When you shove trillions of dollars into the system in a matter of months, it’s not hard to figure out what comes next.

It all eventually shows up in the form of rising prices. The higher the chart above goes, the more prices will rise. The faster it goes, the faster prices rise.

It doesn’t take much to see that… unless you work as a professional forecaster at the Fed.

Where the Fed went wrong is anyone’s guess. For my money, they probably failed to understand the connection between the money supply and inflation.

And they almost certainly failed to make the connection between rising energy prices and how that would affect everyday goods.

Where we go from here is still up in the air. But at least the people who helped create the problem have finally admitted they don’t understand it.

What to do about it is a different story.

Beating Inflation Made Easy

Fixing this mess will be hard. The bad news is your wealth may continue taking a hit until we can.

The good news is there are some simple ways to combat inflation today.

For instance, as we told our subscribers back in December, sometimes even the government accidentally does some good. And its I-Series savings bond is one of them.

It’s an inflation-protected bond that resets its interest rate every May and November depending on the rate of inflation at the time.

Today, it’s paying a rate of 9.62%. That’s more than enough to beat the current rate of inflation.

It’s also exempt from state and local tax.

You can buy these bonds directly from the U.S. Treasury.

Source: TreasuryDirect

It’s actually fairly easy to set up an account and buy these bonds.

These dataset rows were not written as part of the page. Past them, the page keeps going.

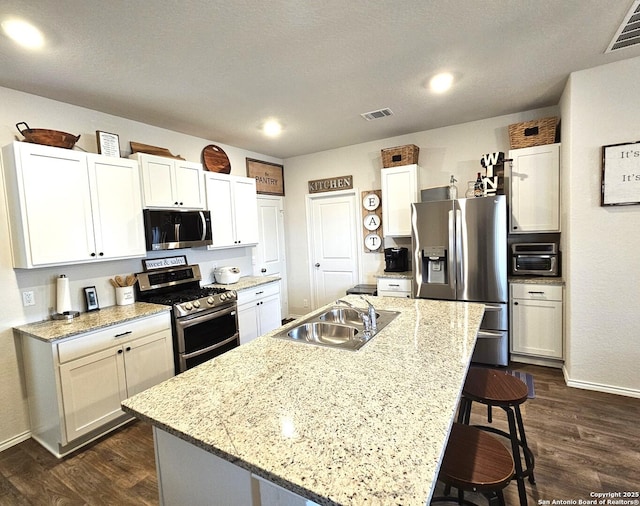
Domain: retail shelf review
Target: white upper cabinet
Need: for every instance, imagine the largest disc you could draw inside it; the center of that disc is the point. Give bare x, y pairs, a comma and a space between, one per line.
117, 207
170, 183
400, 188
535, 189
69, 207
232, 201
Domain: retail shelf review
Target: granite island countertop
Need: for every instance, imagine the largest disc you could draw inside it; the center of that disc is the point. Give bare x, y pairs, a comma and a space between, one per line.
331, 425
55, 330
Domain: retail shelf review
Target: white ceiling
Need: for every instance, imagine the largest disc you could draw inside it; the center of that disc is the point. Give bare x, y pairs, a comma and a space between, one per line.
217, 69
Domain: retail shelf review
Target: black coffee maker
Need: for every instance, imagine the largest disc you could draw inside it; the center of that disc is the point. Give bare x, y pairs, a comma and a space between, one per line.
396, 259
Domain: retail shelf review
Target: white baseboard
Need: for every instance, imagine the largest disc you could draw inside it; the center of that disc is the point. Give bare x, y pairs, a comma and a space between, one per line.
14, 440
599, 387
546, 362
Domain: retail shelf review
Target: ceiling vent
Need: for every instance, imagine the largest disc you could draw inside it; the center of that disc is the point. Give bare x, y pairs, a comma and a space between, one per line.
380, 113
629, 32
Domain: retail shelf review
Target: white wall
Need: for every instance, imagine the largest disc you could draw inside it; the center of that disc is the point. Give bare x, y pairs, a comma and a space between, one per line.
601, 244
43, 113
453, 150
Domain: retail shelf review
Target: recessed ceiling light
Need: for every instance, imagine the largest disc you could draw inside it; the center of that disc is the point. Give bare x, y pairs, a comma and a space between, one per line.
23, 33
441, 82
272, 128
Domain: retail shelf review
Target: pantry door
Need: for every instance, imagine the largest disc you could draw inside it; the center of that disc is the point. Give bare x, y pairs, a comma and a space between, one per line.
333, 230
270, 250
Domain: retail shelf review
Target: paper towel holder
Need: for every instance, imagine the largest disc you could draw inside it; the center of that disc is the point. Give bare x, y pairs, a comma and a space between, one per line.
63, 291
67, 315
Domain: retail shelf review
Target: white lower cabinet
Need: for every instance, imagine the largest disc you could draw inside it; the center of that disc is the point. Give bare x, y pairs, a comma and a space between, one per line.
75, 386
259, 311
536, 322
394, 287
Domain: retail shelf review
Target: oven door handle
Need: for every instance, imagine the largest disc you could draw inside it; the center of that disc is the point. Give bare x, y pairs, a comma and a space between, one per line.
234, 337
188, 321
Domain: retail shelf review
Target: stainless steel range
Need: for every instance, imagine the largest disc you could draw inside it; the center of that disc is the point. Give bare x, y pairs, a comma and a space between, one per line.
205, 320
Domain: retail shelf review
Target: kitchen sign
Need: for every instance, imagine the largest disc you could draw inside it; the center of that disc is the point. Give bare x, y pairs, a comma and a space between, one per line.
372, 220
331, 184
269, 176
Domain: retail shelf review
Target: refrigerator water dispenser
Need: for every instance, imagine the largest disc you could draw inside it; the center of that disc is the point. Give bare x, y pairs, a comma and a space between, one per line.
436, 268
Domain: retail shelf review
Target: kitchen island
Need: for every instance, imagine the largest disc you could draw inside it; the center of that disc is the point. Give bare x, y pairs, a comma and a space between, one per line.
328, 425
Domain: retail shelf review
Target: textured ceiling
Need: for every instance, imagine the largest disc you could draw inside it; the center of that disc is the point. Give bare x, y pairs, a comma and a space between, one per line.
218, 69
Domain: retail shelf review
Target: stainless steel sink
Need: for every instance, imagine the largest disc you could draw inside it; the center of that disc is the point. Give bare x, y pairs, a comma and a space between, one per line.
338, 327
343, 315
327, 334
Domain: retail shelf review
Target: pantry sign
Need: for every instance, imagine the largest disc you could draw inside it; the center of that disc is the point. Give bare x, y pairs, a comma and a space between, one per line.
331, 184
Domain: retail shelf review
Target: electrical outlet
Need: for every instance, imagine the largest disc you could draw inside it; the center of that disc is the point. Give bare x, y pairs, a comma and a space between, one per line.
28, 299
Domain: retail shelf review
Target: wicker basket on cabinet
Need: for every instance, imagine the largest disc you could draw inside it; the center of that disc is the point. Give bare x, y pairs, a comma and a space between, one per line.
533, 133
400, 155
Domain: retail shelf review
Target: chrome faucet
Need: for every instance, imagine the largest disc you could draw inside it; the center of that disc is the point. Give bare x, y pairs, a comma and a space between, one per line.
372, 315
368, 315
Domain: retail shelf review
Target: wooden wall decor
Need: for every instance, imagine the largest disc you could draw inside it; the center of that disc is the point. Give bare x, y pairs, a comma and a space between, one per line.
372, 221
331, 184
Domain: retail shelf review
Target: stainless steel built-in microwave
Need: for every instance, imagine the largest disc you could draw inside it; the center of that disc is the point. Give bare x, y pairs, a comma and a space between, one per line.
535, 259
174, 229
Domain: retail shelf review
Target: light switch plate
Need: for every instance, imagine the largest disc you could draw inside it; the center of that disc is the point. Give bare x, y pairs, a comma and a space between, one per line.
28, 299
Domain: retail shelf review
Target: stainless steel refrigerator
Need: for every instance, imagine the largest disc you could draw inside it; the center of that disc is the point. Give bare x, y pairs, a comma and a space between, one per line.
460, 253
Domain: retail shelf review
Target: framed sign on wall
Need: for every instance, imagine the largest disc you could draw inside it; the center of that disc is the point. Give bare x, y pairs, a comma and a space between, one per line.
621, 174
269, 176
372, 221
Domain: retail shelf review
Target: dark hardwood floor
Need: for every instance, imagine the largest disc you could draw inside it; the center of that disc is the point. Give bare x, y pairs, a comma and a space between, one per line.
583, 442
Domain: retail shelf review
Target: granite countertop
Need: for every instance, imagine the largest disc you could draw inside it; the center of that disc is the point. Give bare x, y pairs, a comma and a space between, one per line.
395, 275
539, 280
247, 282
334, 426
55, 330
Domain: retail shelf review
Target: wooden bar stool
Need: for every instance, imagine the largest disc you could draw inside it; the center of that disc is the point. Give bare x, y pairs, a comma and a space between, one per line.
497, 388
475, 461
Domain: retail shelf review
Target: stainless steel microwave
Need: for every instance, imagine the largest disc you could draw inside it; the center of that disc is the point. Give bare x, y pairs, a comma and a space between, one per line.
175, 229
535, 259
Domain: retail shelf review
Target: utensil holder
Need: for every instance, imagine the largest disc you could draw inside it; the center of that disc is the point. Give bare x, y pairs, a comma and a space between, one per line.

The downside is you can only buy $10,000 worth per year per person. (Or up to $15,000 if you elect to use $5,000 of your income-tax refund to invest in these bonds.) Additionally, you can’t withdraw any money for at least 12 months. And if you take money out before a period of five years, you forfeit 90 days of interest.

After five years, there is no penalty.

Overall, it can be a great alternative to help take a bite out of inflation.

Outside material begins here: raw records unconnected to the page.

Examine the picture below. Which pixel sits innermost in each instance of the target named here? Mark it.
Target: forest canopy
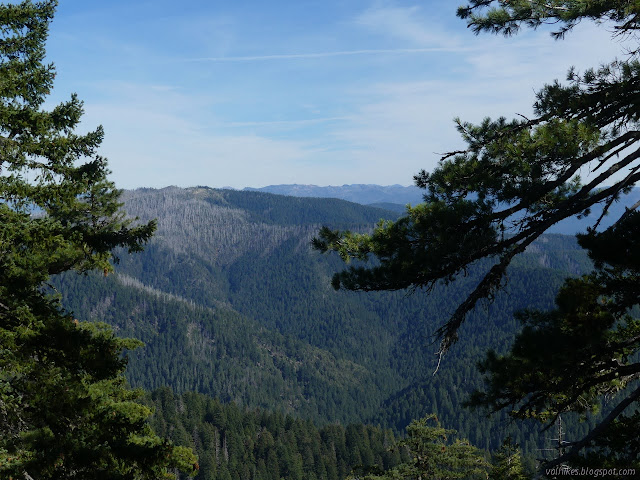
(65, 408)
(491, 199)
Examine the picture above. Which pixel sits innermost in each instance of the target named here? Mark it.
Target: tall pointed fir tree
(65, 411)
(495, 197)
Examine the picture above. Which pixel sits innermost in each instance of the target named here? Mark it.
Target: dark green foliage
(487, 203)
(232, 442)
(65, 411)
(435, 455)
(507, 463)
(243, 312)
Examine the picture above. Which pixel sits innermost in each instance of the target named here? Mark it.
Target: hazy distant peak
(358, 193)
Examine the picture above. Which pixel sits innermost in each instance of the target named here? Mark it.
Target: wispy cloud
(404, 23)
(312, 55)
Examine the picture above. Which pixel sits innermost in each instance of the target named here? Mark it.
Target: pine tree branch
(576, 447)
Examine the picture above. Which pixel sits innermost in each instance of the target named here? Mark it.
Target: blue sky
(252, 93)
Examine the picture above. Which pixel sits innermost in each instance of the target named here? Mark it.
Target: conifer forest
(489, 330)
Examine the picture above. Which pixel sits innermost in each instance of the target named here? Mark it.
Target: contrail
(293, 56)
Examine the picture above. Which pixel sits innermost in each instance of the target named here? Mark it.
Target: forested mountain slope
(232, 302)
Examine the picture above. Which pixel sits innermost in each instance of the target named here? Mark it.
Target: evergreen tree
(507, 463)
(492, 199)
(65, 411)
(434, 456)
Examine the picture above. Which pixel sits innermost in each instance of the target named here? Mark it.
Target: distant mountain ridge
(364, 194)
(396, 197)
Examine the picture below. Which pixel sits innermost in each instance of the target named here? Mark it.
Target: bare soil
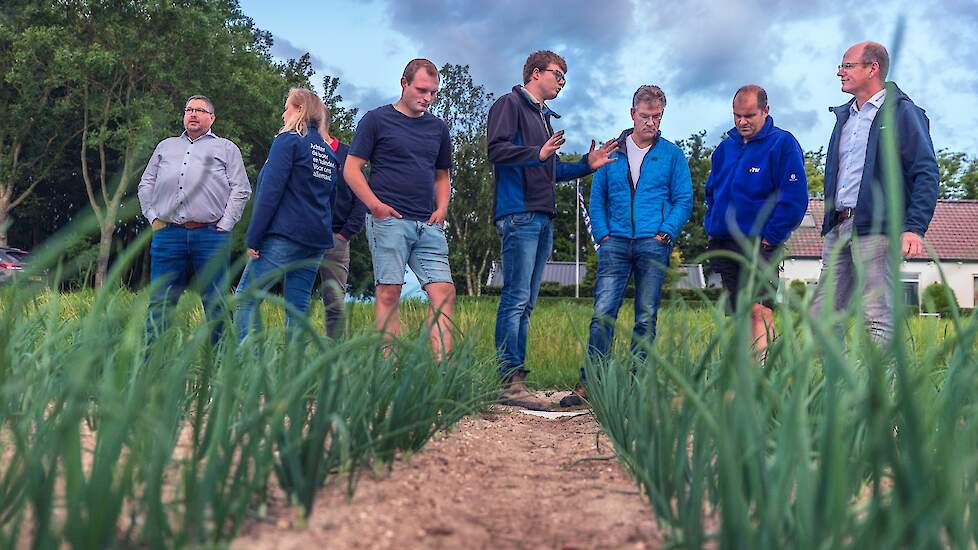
(501, 480)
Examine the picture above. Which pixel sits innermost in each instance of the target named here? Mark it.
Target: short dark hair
(420, 63)
(540, 61)
(758, 92)
(205, 99)
(648, 93)
(876, 52)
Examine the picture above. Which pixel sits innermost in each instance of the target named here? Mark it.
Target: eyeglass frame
(558, 74)
(850, 66)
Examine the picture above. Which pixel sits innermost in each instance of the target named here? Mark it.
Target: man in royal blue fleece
(856, 207)
(522, 148)
(637, 208)
(348, 218)
(756, 195)
(410, 154)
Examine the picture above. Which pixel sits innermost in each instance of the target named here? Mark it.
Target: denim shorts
(396, 242)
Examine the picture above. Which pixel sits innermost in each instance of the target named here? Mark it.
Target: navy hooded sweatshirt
(294, 194)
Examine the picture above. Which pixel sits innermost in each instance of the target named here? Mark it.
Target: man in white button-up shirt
(856, 211)
(192, 192)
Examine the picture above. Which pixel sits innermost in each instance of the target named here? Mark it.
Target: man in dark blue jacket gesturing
(856, 211)
(637, 209)
(756, 195)
(522, 149)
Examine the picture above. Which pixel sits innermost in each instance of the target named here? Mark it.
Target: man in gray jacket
(192, 192)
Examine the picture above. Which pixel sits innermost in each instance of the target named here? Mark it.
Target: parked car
(11, 261)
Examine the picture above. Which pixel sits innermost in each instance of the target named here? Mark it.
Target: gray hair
(873, 51)
(203, 98)
(648, 93)
(759, 92)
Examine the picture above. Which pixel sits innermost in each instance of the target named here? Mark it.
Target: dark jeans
(173, 251)
(618, 259)
(527, 240)
(333, 273)
(282, 260)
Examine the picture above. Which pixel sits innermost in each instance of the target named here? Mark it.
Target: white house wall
(959, 275)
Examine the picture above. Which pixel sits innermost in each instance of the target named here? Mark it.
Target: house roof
(953, 232)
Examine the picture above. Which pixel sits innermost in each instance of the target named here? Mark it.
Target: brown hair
(540, 61)
(311, 113)
(419, 63)
(647, 93)
(758, 92)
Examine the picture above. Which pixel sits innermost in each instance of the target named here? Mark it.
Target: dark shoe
(576, 398)
(515, 393)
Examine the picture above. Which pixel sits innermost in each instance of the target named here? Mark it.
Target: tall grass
(107, 439)
(835, 442)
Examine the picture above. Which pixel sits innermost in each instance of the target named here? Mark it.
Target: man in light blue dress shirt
(192, 192)
(856, 210)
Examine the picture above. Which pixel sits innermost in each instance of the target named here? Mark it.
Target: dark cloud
(284, 49)
(495, 38)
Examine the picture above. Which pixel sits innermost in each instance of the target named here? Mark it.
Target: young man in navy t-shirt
(410, 155)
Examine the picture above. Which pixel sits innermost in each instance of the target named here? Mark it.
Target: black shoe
(576, 398)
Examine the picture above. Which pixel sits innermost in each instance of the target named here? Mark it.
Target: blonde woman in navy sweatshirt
(291, 220)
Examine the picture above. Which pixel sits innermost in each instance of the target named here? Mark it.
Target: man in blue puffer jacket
(756, 195)
(637, 209)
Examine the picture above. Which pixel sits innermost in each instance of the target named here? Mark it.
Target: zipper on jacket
(632, 185)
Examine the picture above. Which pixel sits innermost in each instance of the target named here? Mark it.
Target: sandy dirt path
(500, 480)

At the end of the day, protecting your nest egg is one of the most important rules of saving. So owning assets that can compound your money over the long run at rates better than inflation can make a huge difference.

For some of you, the I-Series savings bond may fit the bill. For others, you may feel uncomfortable handing the government your hard-earned dollars after they helped create this mess. In that case, finding alternative assets that tend to do well in periods of inflation may make more sense.